Matt: I’m not sure either of us expects to make any money from poetry, but I think you’re right that sometimes people come to poetry because it still feels like people are truly doing it as amateurs. Although there is professionalization in poetry, of course.

erica: There’s been a shift in some of the even more mainstream magazines. Like, there are good editors, too. So I think poetry that people wouldn’t have encountered otherwise is there. Eileen had an amazing poem in The New Yorker last week, which made me so happy. And The Nation has been having really good poetry. Anne Boyer’s been editing for The New York Times Magazine. There was a beautiful Peter Gizzi poem in there recently. So there’s a way in which it’s suddenly made its way into places where people are encountering it who would never have seen it before.

Nicole: It’s never going to be mainstream, because it defies reality.

Nicole Eisenman lives and works in Brooklyn, New York. She is a MacArthur Foundation Fellow and was inducted into the American Academy of Arts and Letters in 2018. In 2019, her work was included in the Venice Biennale and the Whitney Biennial. Recent solo exhibitions include “Nicole Eisenman. What Happened” (2023–24), “Heads, Kisses, Battles: Nicole Eisenman and the Moderns” (2021–22), “Nicole Eisenman. Giant Without a Body” (2021) and “NICOLE EISENMAN. STURM UND DRANG” (2020). Having established herself as a painter, Eisenman has expanded her practice into the third dimension.

Poet, writer and teacher, erica kaufman is the author of POST CLASSIC and INSTANT CLASSIC (both from Roof Books) and censory impulse (Factory School). She is co-editor of NO GENDER: Reflections on the Life and Work of kari edwards and a collection of archival pedagogical documents, Adrienne Rich: Teaching at CUNY, 1968–1974. Recent poems can be found in e-flux. kaufman’s prose, focused on contemporary feminist poetics and pedagogy, appears in Approaches to Teaching the Works of Gertrude Stein; The Supposium: Thought Experiments & Poethical Play in Difficult Times; Urgent Possibilities, Writings on Feminist Poetics & Emergent Pedagogies; and Reading Experimental Writing. kaufman is the director of the Bard College Institute for Writing & Thinking.

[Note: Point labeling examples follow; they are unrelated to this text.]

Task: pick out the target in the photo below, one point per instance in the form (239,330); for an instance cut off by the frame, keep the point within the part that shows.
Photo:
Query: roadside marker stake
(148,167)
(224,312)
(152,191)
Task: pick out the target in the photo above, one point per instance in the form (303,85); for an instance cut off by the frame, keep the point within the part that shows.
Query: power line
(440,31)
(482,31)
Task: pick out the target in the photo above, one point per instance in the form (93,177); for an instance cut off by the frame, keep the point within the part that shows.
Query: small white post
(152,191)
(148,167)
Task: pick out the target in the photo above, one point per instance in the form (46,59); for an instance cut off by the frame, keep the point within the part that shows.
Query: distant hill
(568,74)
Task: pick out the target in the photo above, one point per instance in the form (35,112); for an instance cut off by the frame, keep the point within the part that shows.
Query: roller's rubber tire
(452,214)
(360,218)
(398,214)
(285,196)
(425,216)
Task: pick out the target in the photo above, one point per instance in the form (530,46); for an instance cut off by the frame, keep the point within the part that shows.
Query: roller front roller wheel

Matt Longabucco is the author of the poetry collection Heroic Dose (Golias Books, 2022) and M/W: An essay on Jean Eustache’s La maman et la putain (Ugly Duckling Presse, 2021), a book-length essay about a landmark of French cinema and its creator. His essay “Poster Syndrome” appears in the Nicole Eisenman catalogue Incelesbian (2020). He lives in Brooklyn and teaches writing, innovative pedagogy and critical theory at New York University and at Bard College’s Institute for Writing & Thinking.